Ángel le da las gracias y conduce de la mano a Paula hasta puerta de la habitación número siete. Pero la joven duda por un momento. ¿En qué sitio se encuentra? ¿Para qué van a entrar en aquella habitación? ¿Cuáles son las intenciones de Ángel? Por su cabeza pasa en dos segundos toda clase de pensamientos. ¿Pretendía acostarse con ella en aquel extraño hotel? Habían hablado de sexo en sus largas conversaciones en el ordenador, pero nunca se lo habían planteado. Bueno, ella sí se lo había planteado, pero no de manera «oficial». Le gustaría que él fuese el primero, pero ¿ahora?

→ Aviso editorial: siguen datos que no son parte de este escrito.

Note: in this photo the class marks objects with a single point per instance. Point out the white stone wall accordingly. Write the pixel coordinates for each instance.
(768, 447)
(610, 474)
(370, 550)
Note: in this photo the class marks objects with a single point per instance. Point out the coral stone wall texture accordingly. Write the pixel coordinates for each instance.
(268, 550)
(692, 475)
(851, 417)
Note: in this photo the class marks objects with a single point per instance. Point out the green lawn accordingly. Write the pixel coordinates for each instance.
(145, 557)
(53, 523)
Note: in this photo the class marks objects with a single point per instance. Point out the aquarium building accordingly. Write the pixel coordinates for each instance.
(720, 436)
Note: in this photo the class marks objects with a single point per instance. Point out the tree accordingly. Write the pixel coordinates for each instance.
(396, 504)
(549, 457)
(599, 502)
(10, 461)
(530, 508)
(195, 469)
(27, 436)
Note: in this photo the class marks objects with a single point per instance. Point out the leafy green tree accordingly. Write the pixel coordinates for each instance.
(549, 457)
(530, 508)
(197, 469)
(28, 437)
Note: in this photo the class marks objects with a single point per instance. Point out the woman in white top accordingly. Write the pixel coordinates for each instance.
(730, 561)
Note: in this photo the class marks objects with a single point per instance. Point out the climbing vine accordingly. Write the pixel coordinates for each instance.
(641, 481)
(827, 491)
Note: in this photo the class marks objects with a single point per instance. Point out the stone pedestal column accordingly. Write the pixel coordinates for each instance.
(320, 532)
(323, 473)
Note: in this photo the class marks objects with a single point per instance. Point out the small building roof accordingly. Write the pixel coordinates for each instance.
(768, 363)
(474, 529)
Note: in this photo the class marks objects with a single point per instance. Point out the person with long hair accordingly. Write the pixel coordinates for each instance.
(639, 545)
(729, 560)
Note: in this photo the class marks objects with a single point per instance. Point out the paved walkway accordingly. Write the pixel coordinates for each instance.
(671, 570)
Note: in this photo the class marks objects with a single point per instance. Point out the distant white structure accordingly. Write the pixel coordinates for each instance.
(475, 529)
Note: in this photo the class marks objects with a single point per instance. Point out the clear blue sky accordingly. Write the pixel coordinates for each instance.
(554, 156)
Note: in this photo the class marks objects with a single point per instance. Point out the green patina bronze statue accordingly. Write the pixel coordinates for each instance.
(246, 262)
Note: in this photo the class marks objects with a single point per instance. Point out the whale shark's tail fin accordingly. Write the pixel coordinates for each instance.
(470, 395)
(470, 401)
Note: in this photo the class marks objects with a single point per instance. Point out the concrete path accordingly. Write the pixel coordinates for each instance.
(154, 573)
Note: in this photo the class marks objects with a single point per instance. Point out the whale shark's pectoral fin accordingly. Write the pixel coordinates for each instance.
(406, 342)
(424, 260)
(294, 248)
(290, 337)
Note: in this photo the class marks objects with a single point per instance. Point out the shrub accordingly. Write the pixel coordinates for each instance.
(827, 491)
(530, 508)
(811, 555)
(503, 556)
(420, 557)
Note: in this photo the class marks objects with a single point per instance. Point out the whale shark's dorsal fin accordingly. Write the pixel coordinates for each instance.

La chica empieza a ponerse nerviosa y, cuando Ángel abre la puerta, se queda inmóvil, como petrificada, sin poder dar un paso más.
—¿Estás bien? —pregunta el chico, que se ha dado cuenta de que algo pasa.
—Bueno, yo…
—¿Qué te pasa, amor? ¿Te ha sentado mal la comida?
—No, no es eso —dice Paula, agachando la cabeza. ¿Cómo le cuenta que quiere hacerlo con él, pero que no es el momento adecuado?—. Verás…, quizá no esté preparada… No estoy segura de que…, aquí…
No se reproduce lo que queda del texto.